[<prev] [next>] [<thread-prev] [day] [month] [year] [list]
Message-ID: <y7kqvhytmmcxw5kp4pcncr7i2y5rozj2tuqzttqkavlalx3bo5@7jufqeyyntor>
Date: Tue, 5 Nov 2024 10:07:03 -0500
From: "Liam R. Howlett" <Liam.Howlett@...cle.com>
To: Lorenzo Stoakes <lorenzo.stoakes@...cle.com>
Cc: Andrew Morton <akpm@...ux-foundation.org>,
Vlastimil Babka <vbabka@...e.cz>, Jann Horn <jannh@...gle.com>,
Linus Torvalds <torvalds@...ux-foundation.org>, linux-mm@...ck.org,
linux-kernel@...r.kernel.org
Subject: Re: [PATCH] mm: remove unnecessary page_table_lock on stack expansion
* Lorenzo Stoakes <lorenzo.stoakes@...cle.com> [241101 14:46]:
> Ever since commit 8d7071af8907 ("mm: always expand the stack with the mmap
> write lock held") we have been expanding the stack with the mmap write lock
> held.
>
> This is true in all code paths:
>
> get_arg_page()
> -> expand_downwards()
> setup_arg_pages()
> -> expand_stack_locked()
> -> expand_downwards() / expand_upwards()
> lock_mm_and_find_vma()
> -> expand_stack_locked()
> -> expand_downwards() / expand_upwards()
> create_elf_tables()
> -> find_extend_vma_locked()
> -> expand_stack_locked()
> expand_stack()
> -> vma_expand_down()
> -> expand_downwards()
> expand_stack()
> -> vma_expand_up()
> -> expand_upwards()
>
> Each of which acquire the mmap write lock before doing so. Despite this, we
> maintain code that acquires a page table lock in the expand_upwards() and
> expand_downwards() code, stating that we hold a shared mmap lock and thus
> this is necessary.
>
> It is not, we do not have to worry about concurrent VMA expansions so we
> can simply drop this, and update comments accordingly.
>
> We do not even need be concerned with racing page faults, as
> vma_start_write() is invoked in both cases.
>
> Signed-off-by: Lorenzo Stoakes <lorenzo.stoakes@...cle.com>
Reviewed-by: Liam R. Howlett <Liam.Howlett@...cle.com>
> ---
> mm/mmap.c | 38 ++++++--------------------------------
> 1 file changed, 6 insertions(+), 32 deletions(-)
>
> diff --git a/mm/mmap.c b/mm/mmap.c
> index f904b3bba962..386429f7db5a 100644
> --- a/mm/mmap.c
> +++ b/mm/mmap.c
> @@ -1039,6 +1039,8 @@ static int expand_upwards(struct vm_area_struct *vma, unsigned long address)

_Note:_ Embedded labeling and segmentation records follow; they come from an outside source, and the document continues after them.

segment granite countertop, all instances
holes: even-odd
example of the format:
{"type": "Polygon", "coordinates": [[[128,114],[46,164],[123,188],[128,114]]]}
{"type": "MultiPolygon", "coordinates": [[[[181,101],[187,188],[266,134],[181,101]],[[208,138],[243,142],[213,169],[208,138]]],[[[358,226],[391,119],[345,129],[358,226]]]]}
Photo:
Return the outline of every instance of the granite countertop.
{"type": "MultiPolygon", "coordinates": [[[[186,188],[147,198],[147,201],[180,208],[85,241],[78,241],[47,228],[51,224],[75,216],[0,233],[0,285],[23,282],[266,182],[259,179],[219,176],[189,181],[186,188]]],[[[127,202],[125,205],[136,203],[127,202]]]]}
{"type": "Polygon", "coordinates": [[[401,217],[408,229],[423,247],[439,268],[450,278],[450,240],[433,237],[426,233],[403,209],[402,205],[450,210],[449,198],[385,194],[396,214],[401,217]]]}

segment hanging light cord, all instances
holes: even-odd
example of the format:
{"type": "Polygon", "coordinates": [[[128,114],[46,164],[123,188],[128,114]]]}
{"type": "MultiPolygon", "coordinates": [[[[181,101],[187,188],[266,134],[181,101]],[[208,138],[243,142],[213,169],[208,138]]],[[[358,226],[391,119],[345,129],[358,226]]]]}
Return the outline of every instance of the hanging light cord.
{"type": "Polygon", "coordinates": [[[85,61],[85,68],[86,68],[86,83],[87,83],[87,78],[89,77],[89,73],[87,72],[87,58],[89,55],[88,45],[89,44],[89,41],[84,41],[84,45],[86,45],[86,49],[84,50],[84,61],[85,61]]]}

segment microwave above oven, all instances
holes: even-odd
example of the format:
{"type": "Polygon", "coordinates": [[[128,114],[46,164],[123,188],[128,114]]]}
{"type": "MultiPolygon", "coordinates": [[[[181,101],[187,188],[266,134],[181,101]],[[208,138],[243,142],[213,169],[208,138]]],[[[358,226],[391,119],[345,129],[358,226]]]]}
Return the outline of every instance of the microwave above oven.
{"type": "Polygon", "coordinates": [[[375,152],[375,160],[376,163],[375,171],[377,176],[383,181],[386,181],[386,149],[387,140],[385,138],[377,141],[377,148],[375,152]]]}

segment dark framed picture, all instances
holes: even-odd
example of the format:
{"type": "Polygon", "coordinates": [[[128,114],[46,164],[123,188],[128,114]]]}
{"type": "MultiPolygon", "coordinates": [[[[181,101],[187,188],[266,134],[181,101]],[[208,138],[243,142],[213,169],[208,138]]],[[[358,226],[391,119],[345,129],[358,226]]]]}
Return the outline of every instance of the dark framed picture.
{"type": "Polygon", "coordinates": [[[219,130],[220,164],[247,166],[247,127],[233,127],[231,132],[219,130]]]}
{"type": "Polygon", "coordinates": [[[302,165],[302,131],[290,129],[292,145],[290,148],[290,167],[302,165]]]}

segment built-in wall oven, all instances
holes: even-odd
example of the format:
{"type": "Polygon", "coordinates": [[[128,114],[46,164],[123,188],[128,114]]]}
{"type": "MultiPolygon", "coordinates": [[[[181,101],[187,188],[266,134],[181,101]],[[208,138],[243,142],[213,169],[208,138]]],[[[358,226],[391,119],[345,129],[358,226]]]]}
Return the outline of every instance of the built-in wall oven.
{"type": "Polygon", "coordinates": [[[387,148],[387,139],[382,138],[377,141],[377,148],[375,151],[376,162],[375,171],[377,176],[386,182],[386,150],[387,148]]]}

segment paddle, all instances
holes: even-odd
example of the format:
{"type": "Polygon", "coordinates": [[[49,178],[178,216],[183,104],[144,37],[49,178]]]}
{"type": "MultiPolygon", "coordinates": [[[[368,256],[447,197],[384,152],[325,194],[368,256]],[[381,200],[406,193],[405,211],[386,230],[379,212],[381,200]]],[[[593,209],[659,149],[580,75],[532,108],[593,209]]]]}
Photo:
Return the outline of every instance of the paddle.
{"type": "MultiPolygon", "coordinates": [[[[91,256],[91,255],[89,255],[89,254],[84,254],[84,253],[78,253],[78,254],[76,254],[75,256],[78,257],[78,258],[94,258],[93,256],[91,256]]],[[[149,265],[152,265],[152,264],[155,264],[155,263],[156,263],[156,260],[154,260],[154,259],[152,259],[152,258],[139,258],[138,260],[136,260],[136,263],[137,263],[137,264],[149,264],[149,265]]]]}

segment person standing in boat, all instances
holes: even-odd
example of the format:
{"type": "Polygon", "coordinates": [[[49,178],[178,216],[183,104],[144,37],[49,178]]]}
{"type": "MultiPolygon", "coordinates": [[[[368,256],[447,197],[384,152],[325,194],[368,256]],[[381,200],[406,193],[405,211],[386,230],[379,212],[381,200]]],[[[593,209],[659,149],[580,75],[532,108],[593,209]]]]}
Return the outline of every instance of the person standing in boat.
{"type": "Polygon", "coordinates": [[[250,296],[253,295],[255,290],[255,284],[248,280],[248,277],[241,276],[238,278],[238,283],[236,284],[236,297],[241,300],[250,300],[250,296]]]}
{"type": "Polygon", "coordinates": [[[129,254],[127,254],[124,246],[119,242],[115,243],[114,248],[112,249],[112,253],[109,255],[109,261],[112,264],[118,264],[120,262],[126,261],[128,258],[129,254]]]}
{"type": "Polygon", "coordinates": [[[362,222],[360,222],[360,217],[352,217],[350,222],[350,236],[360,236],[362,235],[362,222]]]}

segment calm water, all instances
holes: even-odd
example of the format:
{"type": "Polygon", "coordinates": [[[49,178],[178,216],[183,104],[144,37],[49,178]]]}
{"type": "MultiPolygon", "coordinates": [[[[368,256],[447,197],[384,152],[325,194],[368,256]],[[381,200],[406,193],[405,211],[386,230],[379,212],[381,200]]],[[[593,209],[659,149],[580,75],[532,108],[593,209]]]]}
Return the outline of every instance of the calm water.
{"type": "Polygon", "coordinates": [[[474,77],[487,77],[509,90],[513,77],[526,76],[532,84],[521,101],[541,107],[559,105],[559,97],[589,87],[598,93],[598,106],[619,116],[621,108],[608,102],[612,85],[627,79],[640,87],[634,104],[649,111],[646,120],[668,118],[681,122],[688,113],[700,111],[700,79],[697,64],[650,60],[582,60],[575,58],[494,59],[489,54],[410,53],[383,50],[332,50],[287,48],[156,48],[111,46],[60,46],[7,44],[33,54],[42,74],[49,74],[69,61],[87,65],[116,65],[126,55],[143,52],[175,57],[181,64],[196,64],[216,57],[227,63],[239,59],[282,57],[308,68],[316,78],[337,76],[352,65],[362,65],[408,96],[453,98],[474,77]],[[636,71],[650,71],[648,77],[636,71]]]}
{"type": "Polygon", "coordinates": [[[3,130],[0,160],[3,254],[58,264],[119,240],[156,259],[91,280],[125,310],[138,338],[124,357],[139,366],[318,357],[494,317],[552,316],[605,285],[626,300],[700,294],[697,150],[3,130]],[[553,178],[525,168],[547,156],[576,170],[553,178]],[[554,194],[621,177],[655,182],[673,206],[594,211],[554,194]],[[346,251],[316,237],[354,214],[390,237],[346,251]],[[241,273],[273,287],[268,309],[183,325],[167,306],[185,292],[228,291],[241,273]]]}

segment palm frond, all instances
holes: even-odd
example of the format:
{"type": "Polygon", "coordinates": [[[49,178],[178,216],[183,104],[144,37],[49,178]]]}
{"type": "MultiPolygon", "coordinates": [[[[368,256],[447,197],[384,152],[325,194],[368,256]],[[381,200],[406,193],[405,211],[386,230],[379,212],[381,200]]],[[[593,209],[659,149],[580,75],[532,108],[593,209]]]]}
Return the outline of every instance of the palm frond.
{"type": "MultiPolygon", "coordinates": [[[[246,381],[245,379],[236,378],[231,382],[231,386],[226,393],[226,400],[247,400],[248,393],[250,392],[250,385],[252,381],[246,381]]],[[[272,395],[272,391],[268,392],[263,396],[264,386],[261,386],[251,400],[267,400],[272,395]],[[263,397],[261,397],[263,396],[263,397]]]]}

> if (!(vma->vm_flags & VM_GROWSUP))
> return -EFAULT;
>
> + mmap_assert_write_locked(mm);
> +
> /* Guard against exceeding limits of the address space. */
> address &= PAGE_MASK;
> if (address >= (TASK_SIZE & PAGE_MASK))
> @@ -1074,11 +1076,7 @@ static int expand_upwards(struct vm_area_struct *vma, unsigned long address)
>
> /* Lock the VMA before expanding to prevent concurrent page faults */
> vma_start_write(vma);
> - /*
> - * vma->vm_start/vm_end cannot change under us because the caller
> - * is required to hold the mmap_lock in read mode. We need the
> - * anon_vma lock to serialize against concurrent expand_stacks.
> - */
> + /* We update the anon VMA tree. */
> anon_vma_lock_write(vma->anon_vma);
>
> /* Somebody else might have raced and expanded it already */
> @@ -1092,16 +1090,6 @@ static int expand_upwards(struct vm_area_struct *vma, unsigned long address)
> if (vma->vm_pgoff + (size >> PAGE_SHIFT) >= vma->vm_pgoff) {
> error = acct_stack_growth(vma, size, grow);
> if (!error) {
> - /*
> - * We only hold a shared mmap_lock lock here, so
> - * we need to protect against concurrent vma
> - * expansions. anon_vma_lock_write() doesn't
> - * help here, as we don't guarantee that all
> - * growable vmas in a mm share the same root
> - * anon vma. So, we reuse mm->page_table_lock
> - * to guard against concurrent vma expansions.
> - */
> - spin_lock(&mm->page_table_lock);
> if (vma->vm_flags & VM_LOCKED)
> mm->locked_vm += grow;
> vm_stat_account(mm, vma->vm_flags, grow);
> @@ -1110,7 +1098,6 @@ static int expand_upwards(struct vm_area_struct *vma, unsigned long address)
> /* Overwrite old entry in mtree. */
> vma_iter_store(&vmi, vma);
> anon_vma_interval_tree_post_update_vma(vma);
> - spin_unlock(&mm->page_table_lock);
>
> perf_event_mmap(vma);
> }
> @@ -1137,6 +1124,8 @@ int expand_downwards(struct vm_area_struct *vma, unsigned long address)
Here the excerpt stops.